Patti Schmidt confirme que l’appel spécifique est un outil puissant, car « lorsque les femmes voient une programmation avec 90 % d’hommes, elles vont se dire que ce n’est pas pour elles ».

Malgré l’élan de contestation, il reste à définir des actions pour que les retombées soient plus visibles. « Il faut essayer, faire preuve d’ouverture, diversifier les lieux de recherche, avance Patti Schmidt. Je pense qu’il y a cette croyance que tout ce qui est bon est déjà en face de soi, alors qu’il faut fouiller. Juste parce que je suis une femme, ça ne veut pas dire que je connais toutes les femmes qui font de la musique. »
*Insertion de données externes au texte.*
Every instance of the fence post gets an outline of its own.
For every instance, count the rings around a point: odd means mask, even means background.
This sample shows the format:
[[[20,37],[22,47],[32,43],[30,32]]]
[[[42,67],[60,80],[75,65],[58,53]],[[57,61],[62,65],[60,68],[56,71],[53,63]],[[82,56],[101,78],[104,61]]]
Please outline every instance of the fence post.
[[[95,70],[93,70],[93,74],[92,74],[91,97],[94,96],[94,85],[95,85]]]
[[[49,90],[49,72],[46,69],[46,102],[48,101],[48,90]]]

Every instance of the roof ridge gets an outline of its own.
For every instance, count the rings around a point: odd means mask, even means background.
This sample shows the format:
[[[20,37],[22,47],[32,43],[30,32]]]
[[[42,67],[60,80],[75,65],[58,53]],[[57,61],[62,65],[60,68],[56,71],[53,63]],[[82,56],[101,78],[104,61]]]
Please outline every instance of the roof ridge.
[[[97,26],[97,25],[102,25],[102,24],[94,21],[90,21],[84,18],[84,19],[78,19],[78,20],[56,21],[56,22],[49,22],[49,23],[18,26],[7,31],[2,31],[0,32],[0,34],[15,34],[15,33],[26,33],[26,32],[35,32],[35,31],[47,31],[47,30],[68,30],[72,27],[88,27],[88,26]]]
Une responsabilité collective

Selon Jenny Thibault, il convient de s’attaquer à la source, c’est-à-dire d’encourager les femmes à étudier en musique. Il serait aussi nécessaire de revoir l’attribution du financement. « Pour arriver à la parité dans les festivals de musique, il faudrait qu’elle soit dans les projets qu’on finance à la base, dit-elle. On programme ce que l’industrie produit. »

« Je ne sais pas à quel point on peut appliquer des lois ou des règles; je pense que c’est un chemin personnel. Dans la société, c’est en train de se produire et ça va avoir des répercussions sur les festivals. »

– Myriam-Sophie Deslauriers, cofondatrice du Festival BleuBleu de Carleton-sur-Mer

Cette année, un nouveau joueur s’ajoute à la longue liste des festivals musicaux québécois. BleuBleu, dont la première édition a eu lieu du dernier à Carleton-sur-Mer, a été créé par trois jeunes femmes : Anne-Julie St-Laurent, Marianne Boudreau et Myriam-Sophie Deslauriers. Forcément, elles ne pouvaient faire abstraction de cet enjeu. « Je me suis rendu compte que dans le processus, je pensais plus à des gars qu’à des filles, mentionne cette dernière. Il faut déconstruire ça et faire un effort pour aller plus loin que l’évident. »

Il apparaît encore difficile d’avoir des structures qui améliorent les choses sans tomber dans la législation, ce qui est matière à débat, selon Myriam-Sophie Deslauriers. « Je ne sais pas à quel point on peut appliquer des lois ou des règles; je pense que c’est un chemin personnel. Dans la société, c’est en train de se produire et ça va avoir des répercussions sur les festivals. »

Se permettre l’espoir

Lorsqu’on analyse les propos des intervenant·e·s, on remarque que l’entrain est accompagné d’optimisme. Le changement est lent, mais bien amorcé. « C’est peut-être naïf de dire ça, mais j’espère qu’un jour, on n’aura plus besoin d’en parler, que ça va aller de soi, que plus personne ne va s’étonner de voir une femme travailler derrière une console, faire de la réalisation ou des drums dans un groupe… que plus personne ne sera cantonné dans des rôles précis », confie Marilyse Senécal. Un peu comme le féminisme, selon elle : si, un jour, il n’est plus nécessaire d’en parler, c’est que toutes les batailles auront été gagnées.

* Données approximatives compilées par la journaliste. Tous les festivals contactés n’ont pu répondre à notre demande.